TL;DR — Tri‑color marking lets a collector run alongside mutators with only micro‑second pauses. By combining a precise write barrier, incremental mark phases, and a generational heap layout, you can keep pause times below 10 ms even on multi‑core workloads.
Concurrent garbage collection (GC) used to be a research curiosity; today it powers billions of requests per day in services built on OpenJDK, Go, and .NET. The secret sauce is the tri‑color marking algorithm, a disciplined way to traverse object graphs while the application keeps allocating and mutating. This post unpacks the algorithm, shows how production runtimes wire it together, and shares pragmatic heap‑management patterns that keep latency predictable.
Tri‑Color Marking in Theory
The tri‑color abstraction divides every object in the heap into three sets:
| Color | Meaning | Transition |
|---|---|---|
| White | Not yet discovered; will be reclaimed if it stays white at the end of the mark phase. | White → Gray when a mutator or the collector discovers the object. |
| Gray | Discovered but its outgoing references have not been scanned. | Gray → Black after scanning all its fields. |
| Black | All outgoing references have been scanned; the object is known to be live. | No further transition. |
The invariant that guarantees correctness is “no black object points to a white object.” If this holds when the mark phase ends, any remaining white objects are unreachable and safe to collect.
In a stop‑the‑world collector the algorithm is trivial: pause mutators, walk the graph, then reclaim. In a concurrent collector the mutators keep running, so we need a write barrier that preserves the invariant despite concurrent modifications.
Architecture of a Concurrent Collector
A production‑grade concurrent collector typically consists of four pipelines that run on dedicated threads:
- Marking Thread(s) – perform incremental gray → black transitions.
- Root Scanning Thread – periodically rescans roots (stack, registers, global handles) to catch newly reachable objects.

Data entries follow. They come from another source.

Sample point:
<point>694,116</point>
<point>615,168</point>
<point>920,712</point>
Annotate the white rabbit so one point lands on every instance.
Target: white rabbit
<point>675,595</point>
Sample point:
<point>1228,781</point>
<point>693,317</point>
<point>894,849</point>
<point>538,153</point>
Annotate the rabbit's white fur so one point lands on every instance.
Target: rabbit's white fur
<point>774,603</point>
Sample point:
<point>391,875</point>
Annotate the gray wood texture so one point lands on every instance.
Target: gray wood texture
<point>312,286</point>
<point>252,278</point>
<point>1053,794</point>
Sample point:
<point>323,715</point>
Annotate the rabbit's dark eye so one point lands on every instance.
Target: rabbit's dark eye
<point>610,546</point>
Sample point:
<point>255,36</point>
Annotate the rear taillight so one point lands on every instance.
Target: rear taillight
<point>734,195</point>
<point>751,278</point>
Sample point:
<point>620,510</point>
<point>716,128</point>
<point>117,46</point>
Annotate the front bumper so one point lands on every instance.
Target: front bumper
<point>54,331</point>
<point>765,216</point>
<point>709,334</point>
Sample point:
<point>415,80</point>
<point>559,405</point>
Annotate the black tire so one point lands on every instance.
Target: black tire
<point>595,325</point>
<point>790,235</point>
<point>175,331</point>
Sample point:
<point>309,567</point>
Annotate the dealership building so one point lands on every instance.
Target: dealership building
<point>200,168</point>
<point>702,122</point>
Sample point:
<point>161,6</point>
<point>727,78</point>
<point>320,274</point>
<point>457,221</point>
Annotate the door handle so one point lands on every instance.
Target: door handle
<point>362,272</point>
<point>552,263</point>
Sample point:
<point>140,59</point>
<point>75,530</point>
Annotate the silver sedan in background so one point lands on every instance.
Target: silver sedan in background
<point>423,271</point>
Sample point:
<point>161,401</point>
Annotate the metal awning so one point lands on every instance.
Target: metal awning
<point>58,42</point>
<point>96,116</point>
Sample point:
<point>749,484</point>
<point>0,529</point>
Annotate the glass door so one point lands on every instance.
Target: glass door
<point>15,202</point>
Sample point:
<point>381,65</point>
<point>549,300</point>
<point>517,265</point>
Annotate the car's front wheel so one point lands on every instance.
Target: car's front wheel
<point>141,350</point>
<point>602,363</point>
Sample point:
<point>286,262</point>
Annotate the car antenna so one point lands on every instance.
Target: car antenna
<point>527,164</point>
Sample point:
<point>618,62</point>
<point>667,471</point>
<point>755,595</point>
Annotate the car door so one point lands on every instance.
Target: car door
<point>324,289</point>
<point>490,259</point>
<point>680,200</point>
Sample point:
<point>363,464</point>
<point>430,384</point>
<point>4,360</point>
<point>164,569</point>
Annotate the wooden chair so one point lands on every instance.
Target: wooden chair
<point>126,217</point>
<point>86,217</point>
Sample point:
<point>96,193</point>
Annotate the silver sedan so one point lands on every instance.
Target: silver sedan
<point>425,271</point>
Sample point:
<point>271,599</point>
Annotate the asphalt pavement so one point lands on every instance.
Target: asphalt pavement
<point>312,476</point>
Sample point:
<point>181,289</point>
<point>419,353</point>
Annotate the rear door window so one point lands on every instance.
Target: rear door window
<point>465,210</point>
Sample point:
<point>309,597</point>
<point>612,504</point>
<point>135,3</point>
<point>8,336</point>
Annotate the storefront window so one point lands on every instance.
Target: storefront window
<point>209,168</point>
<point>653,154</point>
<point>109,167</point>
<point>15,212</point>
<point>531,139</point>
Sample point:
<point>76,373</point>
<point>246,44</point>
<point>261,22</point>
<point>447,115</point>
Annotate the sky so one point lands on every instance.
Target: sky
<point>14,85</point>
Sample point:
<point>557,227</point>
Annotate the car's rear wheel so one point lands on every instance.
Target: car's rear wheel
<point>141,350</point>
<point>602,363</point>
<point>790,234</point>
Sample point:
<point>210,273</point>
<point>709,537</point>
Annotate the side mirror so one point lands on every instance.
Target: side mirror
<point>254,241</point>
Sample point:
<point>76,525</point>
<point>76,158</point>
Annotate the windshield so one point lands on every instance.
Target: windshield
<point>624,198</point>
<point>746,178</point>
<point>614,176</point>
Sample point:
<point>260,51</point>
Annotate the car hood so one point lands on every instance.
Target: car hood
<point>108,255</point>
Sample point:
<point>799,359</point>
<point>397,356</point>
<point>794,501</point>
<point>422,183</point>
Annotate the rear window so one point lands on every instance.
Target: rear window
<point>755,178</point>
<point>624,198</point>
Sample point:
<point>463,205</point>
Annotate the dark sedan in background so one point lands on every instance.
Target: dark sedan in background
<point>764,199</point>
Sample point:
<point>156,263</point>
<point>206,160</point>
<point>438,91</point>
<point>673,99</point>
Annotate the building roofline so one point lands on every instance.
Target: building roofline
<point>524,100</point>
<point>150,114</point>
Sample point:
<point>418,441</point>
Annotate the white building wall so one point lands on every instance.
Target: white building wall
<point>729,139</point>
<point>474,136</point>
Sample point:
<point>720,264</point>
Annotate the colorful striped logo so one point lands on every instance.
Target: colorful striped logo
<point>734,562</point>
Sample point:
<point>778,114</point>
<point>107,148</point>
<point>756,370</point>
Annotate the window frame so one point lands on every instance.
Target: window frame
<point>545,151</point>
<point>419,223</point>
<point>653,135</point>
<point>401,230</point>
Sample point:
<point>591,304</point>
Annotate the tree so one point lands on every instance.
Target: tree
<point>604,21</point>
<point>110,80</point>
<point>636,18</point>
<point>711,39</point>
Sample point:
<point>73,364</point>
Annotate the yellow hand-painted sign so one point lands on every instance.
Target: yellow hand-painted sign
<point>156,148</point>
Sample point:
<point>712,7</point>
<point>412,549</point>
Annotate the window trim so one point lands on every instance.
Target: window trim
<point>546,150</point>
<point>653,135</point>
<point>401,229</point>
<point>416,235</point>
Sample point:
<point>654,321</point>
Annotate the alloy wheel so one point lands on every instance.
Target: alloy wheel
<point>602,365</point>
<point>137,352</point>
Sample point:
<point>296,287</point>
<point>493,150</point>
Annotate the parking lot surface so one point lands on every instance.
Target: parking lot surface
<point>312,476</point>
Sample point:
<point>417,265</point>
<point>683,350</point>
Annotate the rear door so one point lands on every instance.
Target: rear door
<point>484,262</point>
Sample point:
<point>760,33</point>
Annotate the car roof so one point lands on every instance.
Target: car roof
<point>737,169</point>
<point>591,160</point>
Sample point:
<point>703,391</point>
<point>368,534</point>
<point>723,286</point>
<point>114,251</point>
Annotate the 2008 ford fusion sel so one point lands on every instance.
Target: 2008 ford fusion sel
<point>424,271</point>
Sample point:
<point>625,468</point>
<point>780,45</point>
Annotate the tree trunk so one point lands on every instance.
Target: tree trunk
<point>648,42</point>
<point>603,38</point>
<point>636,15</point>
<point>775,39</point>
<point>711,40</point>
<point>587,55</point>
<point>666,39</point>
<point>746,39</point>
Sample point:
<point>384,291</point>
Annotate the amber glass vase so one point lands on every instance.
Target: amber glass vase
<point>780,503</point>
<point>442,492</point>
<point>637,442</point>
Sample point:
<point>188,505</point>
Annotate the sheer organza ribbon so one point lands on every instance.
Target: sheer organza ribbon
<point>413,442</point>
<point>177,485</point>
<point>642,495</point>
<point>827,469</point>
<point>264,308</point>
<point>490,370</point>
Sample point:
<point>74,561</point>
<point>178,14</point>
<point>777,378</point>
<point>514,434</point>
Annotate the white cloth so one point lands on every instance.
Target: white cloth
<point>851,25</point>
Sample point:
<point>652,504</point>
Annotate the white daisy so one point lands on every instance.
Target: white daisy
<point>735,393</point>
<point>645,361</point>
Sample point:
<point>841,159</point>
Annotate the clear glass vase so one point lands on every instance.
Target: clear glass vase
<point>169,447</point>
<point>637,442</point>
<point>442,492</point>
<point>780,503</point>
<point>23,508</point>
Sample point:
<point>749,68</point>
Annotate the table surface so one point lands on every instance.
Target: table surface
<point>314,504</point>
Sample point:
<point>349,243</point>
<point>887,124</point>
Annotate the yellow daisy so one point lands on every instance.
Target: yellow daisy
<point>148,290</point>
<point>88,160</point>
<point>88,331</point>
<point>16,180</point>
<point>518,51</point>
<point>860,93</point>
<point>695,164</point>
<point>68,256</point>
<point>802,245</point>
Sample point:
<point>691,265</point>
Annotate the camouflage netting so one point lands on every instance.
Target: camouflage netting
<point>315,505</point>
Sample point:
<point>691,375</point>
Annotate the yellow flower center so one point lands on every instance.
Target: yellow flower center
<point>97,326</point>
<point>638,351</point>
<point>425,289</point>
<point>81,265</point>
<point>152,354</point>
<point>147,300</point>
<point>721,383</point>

- Sweeping Thread – reclaims white objects after the mark phase stabilizes.
- Allocation Thread – services mutator allocation requests; it also maintains per‑thread allocation buffers (TLABs).
Below is a simplified diagram (pseudo‑code only, not a full implementation):
+-------------------+ +-------------------+
| Mutator (Thread) | | Collector Thread |
+-------------------+ +-------------------+
| allocate() | ---> | mark_gray(obj) |
| write_field(o,f,v)| ---> | barrier(o,f,v) |
| ... | | ... |
+-------------------+ +-------------------+
Write Barriers
The barrier is the heart of the tri‑color approach. Two common flavors exist:
- Snapshot‑At‑The‑Beginning (SATB) – treats the heap as if a snapshot was taken at the start of the mark. The barrier records any object that loses a reference to a white object. Implemented in OpenJDK as
SATBBarrier::write. Example in C++‑like pseudocode:
void satb_write_barrier(Object* src, Object* field, Object* new_val) {
if (new_val->color == WHITE) {
mark_gray(new_val); // ensure it will be scanned
}
// store the new reference
src->field = new_val;
}
- Incremental Update (IU) – assumes the heap starts with all objects black and records any object that gains a reference to a white object. Used by Go’s runtime. Pseudocode:
func iuWriteBarrier(dst *Object, field *Object, newVal *Object) {
if newVal.color == white {
markGray(newVal) // promote to gray immediately
}
*field = newVal
}
Both barriers are tiny (a handful of CPU cycles) and are inlined into every field store. The choice depends on the language’s memory model and the collector’s pause‑time goals.
Incremental Mark Phase
Instead of walking the entire graph in one go, the collector processes a work queue of gray objects in small batches. A typical loop looks like this:
while not work_queue.empty():
# Pull a batch to keep pause short
batch = work_queue.pop_batch(max_batch_size=256)
for obj in batch:
for ref in obj.references():
if ref.color == WHITE:
ref.color = GRAY
work_queue.push(ref)
obj.color = BLACK
The max_batch_size can be tuned dynamically based on observed pause times. OpenJDK’s G1 GC, for instance, adjusts the batch size to keep each GC worker pause under 5 ms.
Root Rescanning
Mutators can create new roots (e.g., store a reference in a thread‑local variable) after the initial root scan. A lightweight root rescanner runs every few milliseconds, walking the stack frames of each mutator thread. The cost is bounded because only a small fraction of frames change between rescans.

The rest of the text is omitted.